One 1956 shot shows cars lined up at a drive-in cinema as we look over the shoulders of a couple cuddling in a convertible in the foreground. The movie features a jet flying by. Along a banking to the right, a freight train rushes past. It's an awesomely orchestrated, and too deliciously good to be exactly true, ode to American transportation.
Most of Link's work here was shot in Louisiana between 1937 and '41, when he was fresh out of college and his advertising firm was hired to improve the state's reputation. The shots feature a girl sitting atop a beehive eating a honeycomb, boys sitting on a diving board along the water as a storm blows up on the horizon, and sweaty oil men crammed into bunks. Some photos stand out for their artistry. A photo of a party for farmers at the governor's mansion sparkles because of Link's point of view — looking down from above the crowd — and the rhythm of hats through the scene. Note how another shot of two women in an outdoor New Orleans restaurant is carefully framed by the garden's vines. Note Link's attention to the soft reflected light on the woman's face, and the light coming through the palm fronds. But Link's elaborate, passionate directions aren't much in evidence. Maybe he hadn't developed them yet, maybe he was working too quickly, maybe Louisiana wasn't his thing (though he did find his first wife there). They're interesting as windows into another time and place — like his Louisiana shots of men hunting alligators.
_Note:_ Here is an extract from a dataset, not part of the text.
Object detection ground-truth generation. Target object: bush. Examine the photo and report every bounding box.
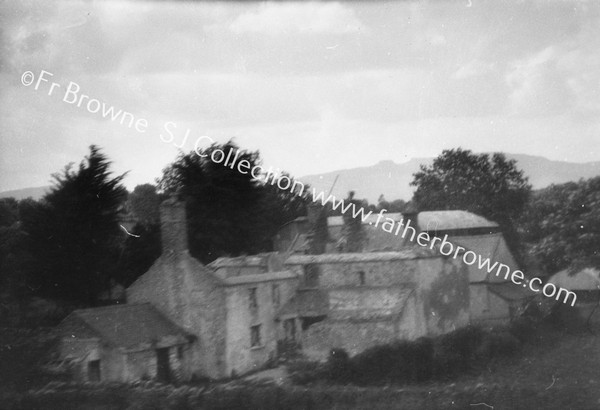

To some eyes, Carmel Vitullo's big moment came in the '50s when New York's Museum of Modern Art bought a few of her photos and included her shot of European refugees waiting at New York's Grand Central Station in its landmark 1955 post-war exhibition "The Family of Man." The wary, tired men, women, and children sit on benches, with their suitcases lined up before them, under a grid of shadows cast by the building's skylights. You can see why it was selected for the show — it's a dramatic moment dramatically composed.
A WORLD OF HER OWN Vitullo's Narragansett Pier.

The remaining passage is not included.